Wednesday, June 13, 2012

An 'American Grown' White House Recipe: Spinach Pie

A versatile dish that can be served for lunch, brunch or dinner...
Recipes from the White House chefs are featured in First Lady Michelle Obama's book American Grown: The Story of the White House Kitchen Garden and Gardens Across America, published on May 29, 2012. Spinach is grown in Mrs. Obama's Kitchen Garden virtually year-round, thanks to the use of hoop houses, protective covers that allow vegetables to grow through the winter. Executive Chef Cris Comerford's recipe for Spinach Pie is easy to make--it uses a pre-made crust--and is very versatile, Comerford notes in the book. (Above: Comerford cooking with the First Lady in a photo from the book)

"Fresh spinach takes a starring role in this satisfying, savory pie," Comerford wrote. "Perfect for a busy family, it can be made in advance and served hot, cold, or at room temperature. Try it for lunch, brunch, or dinner, served with a light green salad and fruit for dessert."

The very first recipe released by the Obama White House in 2009 was for Chef Comerford's side dish, No Cream Creamed Spinach.

Chef Comerford's recipe tip: "You can use whole or 2 percent milk instead of half-and-half if you prefer." The Top Toque also has a serving tip: "I like to put a dollop of Greek yogurt on my portion for extra tartness."

Check the sidebar of the blog for all White House recipes.
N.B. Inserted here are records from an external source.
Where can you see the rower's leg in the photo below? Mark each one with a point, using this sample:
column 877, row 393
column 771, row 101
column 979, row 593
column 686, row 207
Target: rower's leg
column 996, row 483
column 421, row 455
Click here for 'American Grown' recipes.

Click here for an excerpt from 'American Grown.'

White House Spinach Pie

Ingredients
1 9-inch unbaked pie crust

2 tablespoons olive oil

6 cloves garlic, minced

1 small onion, chopped

1 pound fresh spinach, well washed and drained

Salt and freshly ground black pepper

2 large eggs, beaten

1 cup half-and-half

1 teaspoon grated lemon zest

1 teaspoon chopped fresh thyme leaves

6 ounces feta cheese, crumbled

8 ounces Swiss cheese, grated

Method
1. Preheat the oven to 375 degrees F. Place the pie crust on a rimmed baking sheet lined with foil or parchment paper.
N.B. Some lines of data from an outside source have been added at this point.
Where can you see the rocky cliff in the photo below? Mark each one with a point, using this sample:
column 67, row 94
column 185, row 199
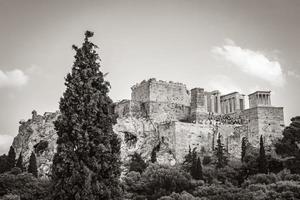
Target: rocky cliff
column 137, row 134
column 37, row 135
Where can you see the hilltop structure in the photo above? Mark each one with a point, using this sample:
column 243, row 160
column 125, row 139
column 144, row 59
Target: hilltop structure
column 163, row 119
column 193, row 117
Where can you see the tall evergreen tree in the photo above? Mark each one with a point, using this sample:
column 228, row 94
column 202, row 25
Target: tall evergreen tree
column 3, row 163
column 11, row 158
column 87, row 162
column 19, row 163
column 220, row 154
column 32, row 167
column 244, row 147
column 262, row 160
column 196, row 169
column 288, row 146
2. In a medium skillet over medium heat, drizzle in the olive oil. Add the garlic and onion and saute until translucent, 5 to 7 minutes. Do not let the garlic burn. Add the spinach, a little at a time, and cook until wilted. Season with salt and pepper and set aside to cool.

3. In a medium bowl, whisk together the eggs and half-and-half. Add the lemon zest and thyme. Add the spinach, the feta cheese and half the Swiss cheese and mix until well combined. Season with salt and pepper.

4. Pour the mixture carefully into the pie crust and sprinkle the remaining Swiss cheese evenly over the top.

5. Bake for about 40 minutes, or until the center is set. Cool for at least 10 minutes before serving.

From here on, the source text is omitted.